Esta exposición de la Casa Encendida me pareció insulsa al entrar, pero sus texturas se me fueron enmarañando en los ojos, algo querían decirme y no sabía qué. Empecé a moverme errático de un dibujo a otro, escuchando nervioso, como poseído,
exacerbando a la vigilante que no conocía mis intenciones. Ni yo mismo las sabía.
El dibujo es un sismógrafo que delata las
sacudidas internas del dibujante.

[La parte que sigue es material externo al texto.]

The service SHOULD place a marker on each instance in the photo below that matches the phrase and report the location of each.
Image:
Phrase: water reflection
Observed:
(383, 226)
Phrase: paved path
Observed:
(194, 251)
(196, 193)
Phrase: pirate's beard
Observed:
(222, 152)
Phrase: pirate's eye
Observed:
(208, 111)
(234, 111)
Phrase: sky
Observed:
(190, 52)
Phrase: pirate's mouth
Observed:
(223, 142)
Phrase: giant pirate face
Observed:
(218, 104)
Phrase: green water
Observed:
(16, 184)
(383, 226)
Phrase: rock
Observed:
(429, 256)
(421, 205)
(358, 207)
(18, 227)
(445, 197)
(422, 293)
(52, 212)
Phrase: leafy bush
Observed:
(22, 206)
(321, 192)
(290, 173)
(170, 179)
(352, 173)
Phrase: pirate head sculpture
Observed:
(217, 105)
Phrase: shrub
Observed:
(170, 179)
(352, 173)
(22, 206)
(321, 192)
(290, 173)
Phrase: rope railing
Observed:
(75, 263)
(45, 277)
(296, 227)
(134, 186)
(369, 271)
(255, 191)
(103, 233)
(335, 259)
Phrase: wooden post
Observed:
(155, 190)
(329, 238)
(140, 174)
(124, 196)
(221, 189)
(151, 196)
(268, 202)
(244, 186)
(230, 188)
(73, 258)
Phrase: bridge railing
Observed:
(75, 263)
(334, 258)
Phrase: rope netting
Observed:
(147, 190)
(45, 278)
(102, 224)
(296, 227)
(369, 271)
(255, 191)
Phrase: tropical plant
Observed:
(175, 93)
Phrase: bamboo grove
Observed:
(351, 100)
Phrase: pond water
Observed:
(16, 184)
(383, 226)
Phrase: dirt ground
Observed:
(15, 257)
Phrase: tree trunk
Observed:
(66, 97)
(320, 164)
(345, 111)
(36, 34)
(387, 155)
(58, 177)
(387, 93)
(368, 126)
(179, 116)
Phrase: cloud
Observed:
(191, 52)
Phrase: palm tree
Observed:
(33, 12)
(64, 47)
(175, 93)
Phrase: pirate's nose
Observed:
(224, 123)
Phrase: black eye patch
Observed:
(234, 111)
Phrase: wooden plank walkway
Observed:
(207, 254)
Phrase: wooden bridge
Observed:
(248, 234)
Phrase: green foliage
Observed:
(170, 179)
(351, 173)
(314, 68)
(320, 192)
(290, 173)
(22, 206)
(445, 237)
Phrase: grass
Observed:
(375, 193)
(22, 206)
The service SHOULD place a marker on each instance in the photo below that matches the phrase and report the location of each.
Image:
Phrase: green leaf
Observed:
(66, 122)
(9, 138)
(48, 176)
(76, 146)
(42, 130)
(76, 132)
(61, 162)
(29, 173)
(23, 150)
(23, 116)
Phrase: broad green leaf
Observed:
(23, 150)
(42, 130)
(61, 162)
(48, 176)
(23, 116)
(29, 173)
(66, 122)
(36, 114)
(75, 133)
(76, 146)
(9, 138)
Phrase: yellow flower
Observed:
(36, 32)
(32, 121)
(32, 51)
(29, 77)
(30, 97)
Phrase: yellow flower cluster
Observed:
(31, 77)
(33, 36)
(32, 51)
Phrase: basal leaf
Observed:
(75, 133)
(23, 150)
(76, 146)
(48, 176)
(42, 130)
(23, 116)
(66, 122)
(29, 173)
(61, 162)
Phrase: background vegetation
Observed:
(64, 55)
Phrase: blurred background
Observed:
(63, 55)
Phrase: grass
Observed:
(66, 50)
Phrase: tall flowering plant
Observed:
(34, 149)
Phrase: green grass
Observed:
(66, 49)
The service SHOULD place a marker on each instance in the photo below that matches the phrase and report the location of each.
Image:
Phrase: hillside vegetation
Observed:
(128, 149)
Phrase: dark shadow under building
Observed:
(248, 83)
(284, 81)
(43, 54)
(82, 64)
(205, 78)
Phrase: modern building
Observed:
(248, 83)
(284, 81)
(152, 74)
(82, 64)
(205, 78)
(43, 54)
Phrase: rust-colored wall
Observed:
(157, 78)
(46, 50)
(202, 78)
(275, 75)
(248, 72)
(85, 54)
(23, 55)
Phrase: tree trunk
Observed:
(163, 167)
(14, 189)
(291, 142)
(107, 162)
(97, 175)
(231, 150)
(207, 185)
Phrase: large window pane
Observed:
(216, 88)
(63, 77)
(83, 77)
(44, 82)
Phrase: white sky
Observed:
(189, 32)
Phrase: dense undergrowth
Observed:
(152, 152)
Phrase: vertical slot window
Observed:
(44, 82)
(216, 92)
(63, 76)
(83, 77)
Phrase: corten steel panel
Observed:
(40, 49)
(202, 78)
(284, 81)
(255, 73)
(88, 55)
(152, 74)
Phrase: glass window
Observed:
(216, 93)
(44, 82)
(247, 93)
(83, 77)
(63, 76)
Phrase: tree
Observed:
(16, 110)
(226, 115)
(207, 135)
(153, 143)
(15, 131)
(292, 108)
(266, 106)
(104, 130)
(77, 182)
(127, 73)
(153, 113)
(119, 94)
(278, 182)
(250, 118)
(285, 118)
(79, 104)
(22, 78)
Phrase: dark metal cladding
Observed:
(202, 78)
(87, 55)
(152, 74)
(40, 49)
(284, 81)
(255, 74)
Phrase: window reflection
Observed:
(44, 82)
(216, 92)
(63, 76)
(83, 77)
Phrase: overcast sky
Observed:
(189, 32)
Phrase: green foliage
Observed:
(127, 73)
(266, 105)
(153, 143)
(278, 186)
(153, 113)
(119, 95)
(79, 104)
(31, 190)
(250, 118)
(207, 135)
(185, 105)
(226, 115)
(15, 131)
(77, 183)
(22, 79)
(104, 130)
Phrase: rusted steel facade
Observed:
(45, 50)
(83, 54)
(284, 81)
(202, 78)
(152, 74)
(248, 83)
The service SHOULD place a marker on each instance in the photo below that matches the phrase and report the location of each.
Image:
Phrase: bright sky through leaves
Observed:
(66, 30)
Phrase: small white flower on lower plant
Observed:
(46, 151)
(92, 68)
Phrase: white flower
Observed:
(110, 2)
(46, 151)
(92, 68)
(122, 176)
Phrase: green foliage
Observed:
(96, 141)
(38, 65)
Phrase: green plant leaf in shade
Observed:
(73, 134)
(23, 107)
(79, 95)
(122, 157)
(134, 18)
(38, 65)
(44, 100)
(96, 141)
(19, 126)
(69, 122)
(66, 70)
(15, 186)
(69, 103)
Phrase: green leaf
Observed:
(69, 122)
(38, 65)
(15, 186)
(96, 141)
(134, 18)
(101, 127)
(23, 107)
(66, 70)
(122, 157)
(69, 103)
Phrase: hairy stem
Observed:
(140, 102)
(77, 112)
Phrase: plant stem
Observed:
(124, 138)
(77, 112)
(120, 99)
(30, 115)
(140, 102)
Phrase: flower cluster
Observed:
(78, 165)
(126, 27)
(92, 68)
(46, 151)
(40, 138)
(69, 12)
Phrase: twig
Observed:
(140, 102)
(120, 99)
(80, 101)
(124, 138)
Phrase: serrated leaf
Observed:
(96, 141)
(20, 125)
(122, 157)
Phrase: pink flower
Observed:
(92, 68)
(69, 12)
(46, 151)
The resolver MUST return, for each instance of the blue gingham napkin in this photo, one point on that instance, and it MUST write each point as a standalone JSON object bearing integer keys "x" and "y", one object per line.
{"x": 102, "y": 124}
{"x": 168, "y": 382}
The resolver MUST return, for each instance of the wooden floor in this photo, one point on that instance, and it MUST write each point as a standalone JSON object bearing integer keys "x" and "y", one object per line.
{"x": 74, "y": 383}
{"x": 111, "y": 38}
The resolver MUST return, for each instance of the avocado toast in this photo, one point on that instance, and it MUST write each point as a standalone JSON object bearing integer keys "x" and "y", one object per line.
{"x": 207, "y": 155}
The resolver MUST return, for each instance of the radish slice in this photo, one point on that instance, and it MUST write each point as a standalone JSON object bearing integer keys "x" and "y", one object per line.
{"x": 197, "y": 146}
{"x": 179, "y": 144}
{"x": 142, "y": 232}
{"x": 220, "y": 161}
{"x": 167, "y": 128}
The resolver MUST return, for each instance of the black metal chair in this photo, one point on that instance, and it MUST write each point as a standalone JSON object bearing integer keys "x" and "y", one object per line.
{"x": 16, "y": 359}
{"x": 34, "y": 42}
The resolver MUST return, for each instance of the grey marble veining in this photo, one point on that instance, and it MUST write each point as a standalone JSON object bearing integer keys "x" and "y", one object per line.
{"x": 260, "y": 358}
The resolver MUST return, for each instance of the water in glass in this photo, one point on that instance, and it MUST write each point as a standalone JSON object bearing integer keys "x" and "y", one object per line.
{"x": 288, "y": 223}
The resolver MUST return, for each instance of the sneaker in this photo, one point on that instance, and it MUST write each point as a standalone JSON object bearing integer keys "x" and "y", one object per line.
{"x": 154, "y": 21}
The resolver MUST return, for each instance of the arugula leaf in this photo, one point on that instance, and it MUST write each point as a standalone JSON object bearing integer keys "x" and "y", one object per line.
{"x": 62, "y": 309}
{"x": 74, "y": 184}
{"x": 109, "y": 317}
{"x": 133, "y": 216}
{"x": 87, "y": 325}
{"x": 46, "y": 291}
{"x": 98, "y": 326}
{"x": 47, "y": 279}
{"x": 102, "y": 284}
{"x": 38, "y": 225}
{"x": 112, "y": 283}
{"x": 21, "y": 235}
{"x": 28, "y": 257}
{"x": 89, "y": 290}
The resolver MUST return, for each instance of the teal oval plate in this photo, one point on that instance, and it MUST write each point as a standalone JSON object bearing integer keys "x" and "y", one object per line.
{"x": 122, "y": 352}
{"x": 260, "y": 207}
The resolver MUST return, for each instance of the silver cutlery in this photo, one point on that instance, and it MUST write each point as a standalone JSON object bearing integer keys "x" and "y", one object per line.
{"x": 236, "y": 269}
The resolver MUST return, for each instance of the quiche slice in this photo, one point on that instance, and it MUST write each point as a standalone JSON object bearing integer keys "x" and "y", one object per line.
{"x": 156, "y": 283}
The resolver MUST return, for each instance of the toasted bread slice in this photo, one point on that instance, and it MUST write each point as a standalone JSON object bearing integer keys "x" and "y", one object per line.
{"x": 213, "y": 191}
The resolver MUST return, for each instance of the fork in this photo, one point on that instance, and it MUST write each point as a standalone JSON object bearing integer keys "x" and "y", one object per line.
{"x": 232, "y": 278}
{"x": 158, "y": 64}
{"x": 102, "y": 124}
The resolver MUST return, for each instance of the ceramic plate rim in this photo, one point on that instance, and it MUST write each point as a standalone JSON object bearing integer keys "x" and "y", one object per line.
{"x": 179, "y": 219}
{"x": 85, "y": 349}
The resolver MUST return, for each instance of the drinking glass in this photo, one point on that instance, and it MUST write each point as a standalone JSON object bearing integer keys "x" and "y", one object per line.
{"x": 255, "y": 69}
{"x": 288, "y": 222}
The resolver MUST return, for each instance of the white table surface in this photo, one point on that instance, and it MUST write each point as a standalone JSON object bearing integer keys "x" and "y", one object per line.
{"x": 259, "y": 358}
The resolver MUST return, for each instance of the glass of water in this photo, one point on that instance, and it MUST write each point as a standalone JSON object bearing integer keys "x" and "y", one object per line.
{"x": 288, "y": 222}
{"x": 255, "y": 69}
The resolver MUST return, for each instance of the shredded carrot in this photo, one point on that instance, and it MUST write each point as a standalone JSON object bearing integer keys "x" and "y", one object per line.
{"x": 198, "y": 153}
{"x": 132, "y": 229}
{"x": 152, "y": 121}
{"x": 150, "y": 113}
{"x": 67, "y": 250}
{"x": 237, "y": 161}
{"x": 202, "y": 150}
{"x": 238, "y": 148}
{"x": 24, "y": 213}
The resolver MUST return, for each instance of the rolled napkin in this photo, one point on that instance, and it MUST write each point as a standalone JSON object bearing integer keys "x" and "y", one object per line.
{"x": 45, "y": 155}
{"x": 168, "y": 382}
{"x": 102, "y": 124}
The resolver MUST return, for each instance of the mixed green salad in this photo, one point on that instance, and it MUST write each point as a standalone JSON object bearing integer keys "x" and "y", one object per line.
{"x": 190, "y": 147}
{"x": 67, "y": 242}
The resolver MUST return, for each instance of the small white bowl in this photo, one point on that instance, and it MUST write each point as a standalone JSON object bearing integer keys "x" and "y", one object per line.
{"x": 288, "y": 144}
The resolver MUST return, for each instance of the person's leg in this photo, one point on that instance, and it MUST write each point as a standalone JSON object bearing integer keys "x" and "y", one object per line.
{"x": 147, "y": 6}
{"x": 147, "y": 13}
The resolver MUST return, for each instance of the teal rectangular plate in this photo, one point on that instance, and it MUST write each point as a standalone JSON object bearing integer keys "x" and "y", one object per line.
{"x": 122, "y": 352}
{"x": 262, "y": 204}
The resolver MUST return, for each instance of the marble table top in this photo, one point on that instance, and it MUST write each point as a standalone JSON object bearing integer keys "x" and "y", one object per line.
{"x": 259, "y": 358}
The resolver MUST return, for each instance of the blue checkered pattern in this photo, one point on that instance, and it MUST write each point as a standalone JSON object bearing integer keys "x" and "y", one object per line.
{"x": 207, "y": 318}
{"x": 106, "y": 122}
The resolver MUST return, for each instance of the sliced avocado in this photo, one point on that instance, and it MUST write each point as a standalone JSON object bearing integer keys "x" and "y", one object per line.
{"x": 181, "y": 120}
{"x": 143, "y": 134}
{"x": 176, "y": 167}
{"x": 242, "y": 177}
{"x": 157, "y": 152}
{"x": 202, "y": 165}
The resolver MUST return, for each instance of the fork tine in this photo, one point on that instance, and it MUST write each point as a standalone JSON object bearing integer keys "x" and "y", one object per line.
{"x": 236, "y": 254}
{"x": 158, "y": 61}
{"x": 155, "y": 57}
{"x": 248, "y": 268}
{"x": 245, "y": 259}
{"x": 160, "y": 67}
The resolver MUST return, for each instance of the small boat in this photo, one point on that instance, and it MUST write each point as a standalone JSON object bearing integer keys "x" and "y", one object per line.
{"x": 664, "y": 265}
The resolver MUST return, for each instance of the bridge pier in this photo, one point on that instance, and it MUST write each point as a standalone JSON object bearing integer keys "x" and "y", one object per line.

Quien dibuja, a pesar de mantener una postura
exterior estática y ausente, está en plena turbulencia, canalizando hacia su
mano todas las energías que se apelotonan en su interior, intentando ordenarlas en
sus trazos.
El lápiz se mueve, a
veces por los temblores destilados de las vísceras (corazón, hígado,
criadillas, ovarios, sesos), otras el impulso lo da un convencimiento difuso o un conjunto de
líneas y brillos exteriores, en ocasiones incluso es el tiempo el que toma el control. Algunos piensan que realmente es el lápiz quien se expresa, dejando el rastro
negro de su alma sobre el lecho del papel.
No sé desde dónde dibuja Oehlen, pero sus
dibujos fueron un detonante. Esos garabatos infantiles llenos de texturas me
urgían a agarrar de nuevo el pincel, porque el embalse está rebosando dentro, y
me queda menos tiempo del que imagino.